A chacun son G20 ? (1/2)
Pour des raisons qui ne peuvent être, en période de crise, d’ordre concurrentiel, les membres anglo-saxons du G20 semblent vouloir faire passer les questions de régulation au second ordre, derrière les mesures de restauration de la confiance et de la croissance. En quelque sorte, « les problèmes sont là, nous les avons mal traités en 2008, gardons nous de renouveler les mêmes erreurs, différencions l’approche, et traitons des solutions pour retrouver la croissance. Si tout se passe bien, rien ne change, si le marasme s’approfondit, il nous restera l’os de la régulation à ronger lors d’un troisième G20. ».
Cette attitude a été dénoncée par Angela Merkel et Nicolas Sarkozy et les a conduits à rameuter le ban et l’arrière-ban des Européens vers une position commune indispensable, dangereuse, mais « facile ». On sait tous qu’il faut TOUT traiter en même temps et inventer, inventer… Sans le secours des économistes qui, malgré leur talent, n’ont pas encore apporté de remède-miracle, occupés qu’ils sont à tenter de trouver un consensus entre eux sur les origines véritables de la crise que nous connaissons.
Les hommes politiques doivent donc se fier beaucoup à leur instinct (Gordon Brown vient d’admettre qu’il s’était trompé depuis 10 ans, ce qui rappelle la confession récente devant le Sénat américain d’Alan Greenspan).
Il est donc opportun de proposer dès maintenant des remèdes à la crise… de la régulation !
A quelques semaines du G20, qui débute le 12 novembre prochain, la Fédération Bancaire Française (FBF) présente ses propositions pour réformer le système financier. Renforcement de la supervision et changement de normes comptables sont mis en avant.
Ariane Obolensky, directrice générale de la FBF, a indiqué que « les banques avaient compris ce qui s’était passé » et que, « si elles avaient fait partie de la crise, elles souhaitaient aussi prendre part à sa solution ». L’association professionnelle a ainsi détaillé une série de propositions qui sont destinées à réformer le système financier :
– Structurer la coopération internationale avec un G20 ayant un rôle politique d’impulsion et de suivi, le FMI une fonction de surveillance systémique et le Forum de la stabilité financière (FSF), un caractère plus institutionnel.

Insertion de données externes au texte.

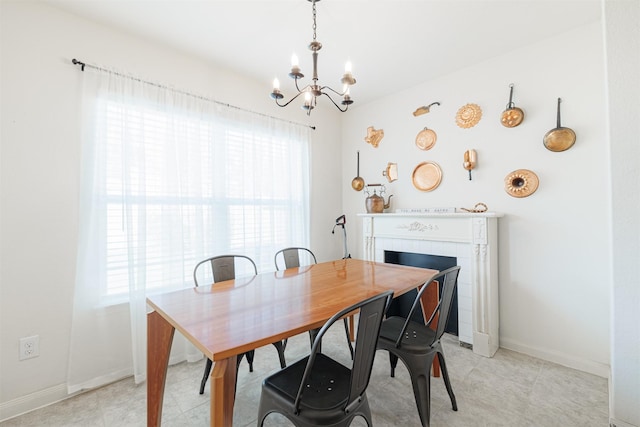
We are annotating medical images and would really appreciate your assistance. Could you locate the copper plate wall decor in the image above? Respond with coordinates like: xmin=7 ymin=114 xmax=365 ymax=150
xmin=416 ymin=127 xmax=438 ymax=150
xmin=456 ymin=104 xmax=482 ymax=129
xmin=411 ymin=162 xmax=442 ymax=191
xmin=504 ymin=169 xmax=539 ymax=197
xmin=364 ymin=126 xmax=384 ymax=148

– Admettre un concept de « valeur d’usage » et traiter les actifs concernés comme des crédits quand il n’y a pas de marché.
– Créer une provision ex ante pour contrer les effets pro-cycliques des règles prudentielles et comptables.

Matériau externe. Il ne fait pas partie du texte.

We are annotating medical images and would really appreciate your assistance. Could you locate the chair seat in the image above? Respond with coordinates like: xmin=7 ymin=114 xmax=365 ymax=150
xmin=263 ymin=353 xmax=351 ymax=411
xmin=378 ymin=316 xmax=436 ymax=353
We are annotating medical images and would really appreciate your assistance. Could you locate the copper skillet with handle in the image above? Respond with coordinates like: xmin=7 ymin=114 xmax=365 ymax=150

– Mettre en place des chambres de compensation sur les grands produits dans chaque zone.
– Créer un régulateur leader : un code de conduite élaboré sous l’égide du Comité de Bâle précise le fonctionnement des collèges de régulateurs des plus grands groupes mondiaux ; le régulateur en charge de la maison mère le préside et assure le respect du code.
Parmi les sujets les plus consensuels figurent notamment une meilleure coopération internationale sous l’égide du FMI, la mise en place d’une chambre de compensation pour les CDS, la réflexion sur les modalités d’une provision comptable ex ante et contra-cyclique pour permettre aux banques de se bâtir un matelas de sécurité en période de croissance, l’encadrement de la rémunération des traders, l’enregistrement des « hedge funds » et le renforcement de la transparence des agences de notation.
Et si ces sujets n’étaient pas si simples et méritaient mieux que le constat d’un consensus ?
Surveillance systémique
Les propositions de la FBF tournent autour de quatre thèmes principaux : l’institutionnalisation de la surveillance et de l’organisation des marchés au niveau international « là où il n’y a aujourd’hui que des clubs de rencontre », souligne Pierre de Lauzun, directeur général adjoint de la FBF ; la meilleure prise en compte du risque systémique, dans la droite ligne du rapport Larosière ; la création d’outils communs nécessaires au fonctionnement des marchés (chambres de compensation non seulement pour les « credit default swaps » mais pour tous les produits, système de règlement-livraison, etc.) ; le renforcement de la supervision des banques.
La valeur d’usage et la dépréciation d’actifs financiers
Deux évolutions conceptuelles et sémantiques majeures font l’objet de projets publiés le 17 mars dernier par le FASB. Inhabituellement courte, la période de commentaires s’achèvera le 1er avril. S’ils sont adoptés tels quels, les nouveaux textes entreront immédiatement en vigueur : premiers impacts dès les publications trimestrielles au 31 mars 2009 ! De son côté, l’IASB les soumet à son groupe d’experts-conseils et invite toute partie intéressée à réagir. En fonction des retours obtenus, l’IASB décidera ou non d’engager le processus conduisant à leur intégration dans le référentiel IFRS. En cas d’adoption des projets par le FASB, on voit mal cependant comment l’IASB pourrait se dispenser d’aligner IAS 39 sous peine de distorsion de concurrence de part et d’autre de l’Atlantique.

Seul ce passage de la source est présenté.